Here with this man, in the comfort of the dark and in a familiar room, I’m confessing everything.
“I want to give everything to a man and let him consume me. I want to fall so hard that I don’t know where up is. I want to be selfish, and I want to be his and his alone. I don’t want to share. I’m like my mom, because I think a small part of me would resent a child for taking that possibility from me.”
The true reason for what Richard did gutting me was just this. I gave him everything—time and love and labor—expecting to get that back. And I made excuses why he didn’t, four years’ worth. I told myself that once we were married, it would change. That once he made partner, he would be different. But I see now that was bullshit.
Knowing I could have lost myself in that man, knowing that I had already started to lose myself in him—it’s terrifying.

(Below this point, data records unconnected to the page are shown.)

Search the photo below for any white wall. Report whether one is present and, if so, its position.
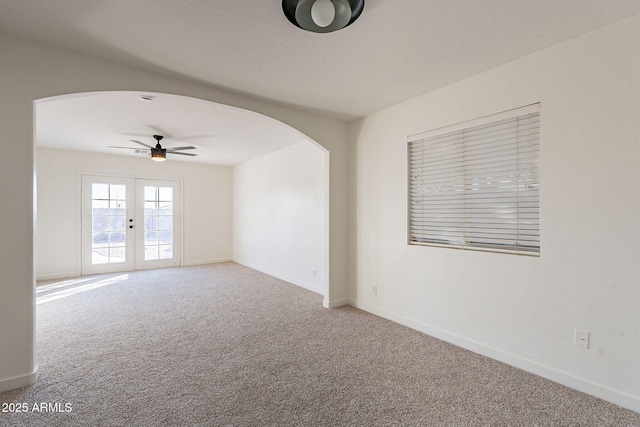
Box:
[0,33,347,391]
[233,142,328,298]
[36,148,232,279]
[349,16,640,411]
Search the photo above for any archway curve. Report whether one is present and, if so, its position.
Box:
[35,91,329,305]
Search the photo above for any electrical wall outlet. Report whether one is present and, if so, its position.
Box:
[573,329,591,350]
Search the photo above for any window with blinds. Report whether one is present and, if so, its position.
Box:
[408,104,540,255]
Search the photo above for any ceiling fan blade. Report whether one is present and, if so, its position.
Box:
[109,145,141,150]
[129,139,153,149]
[166,146,196,153]
[167,151,197,156]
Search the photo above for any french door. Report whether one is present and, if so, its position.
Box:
[82,175,182,275]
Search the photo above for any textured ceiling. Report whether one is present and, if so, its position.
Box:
[36,92,306,166]
[0,0,640,165]
[0,0,640,120]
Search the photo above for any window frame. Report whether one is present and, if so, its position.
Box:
[407,103,541,257]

And knowing that a man let that happen, that he saw me give and give and give until I was a husk of a person designed to fit his requirement, he deserves to be taught a lesson.
But the truth of it is, knowing I have that poison in me, knowing I have the ability to lose myself in a man and be decimated by him further cements me not wanting children.
“I don’t want kids either,” he says, his voice a whisper, and I wonder if he feels the same peace in the dark as I do. “I don’t want to bring more kids into this world. I see day in and day out the horrors of the world. Just how shitty people can be, how absolutely low people can go. Some days, I look at a case file and the future feels so fucking bleak. I can’t bring a child into the world knowing that’s out there.”
I don’t answer because I don’t know how to. College boyfriends all thought I was crazy, not wanting children. Even Richard would occasionally question it, despite him apparently knowing we’d never get that far.
“When I saw you with those kids today, I thought for sure this was the end of us.”
The end of us.
The end of us.
His words ring in my mind because where was the beginning of us?
The beginning of us started in ways I’m not proud of, and I don’t know how to dig myself out.
“Why?”
“You love those kids.”
“That’s not always enough,” I say, a hint of irritation brewing.
“I know that. I agree. I just . . . It’s rare. A woman as kind and beautiful as you on the same page as me.”
“Yeah, well, I’m one in a million,” I say sarcastically, rolling away. His arm on my waist stops me, turning me to face him and brushing my hair from my face.
“You are, rubia. I see it every time I’m with you. I don’t need kids or anything else for that matter to be happy with you. It’s just you. You make me happy. I’ll do what it takes to prove it to you.”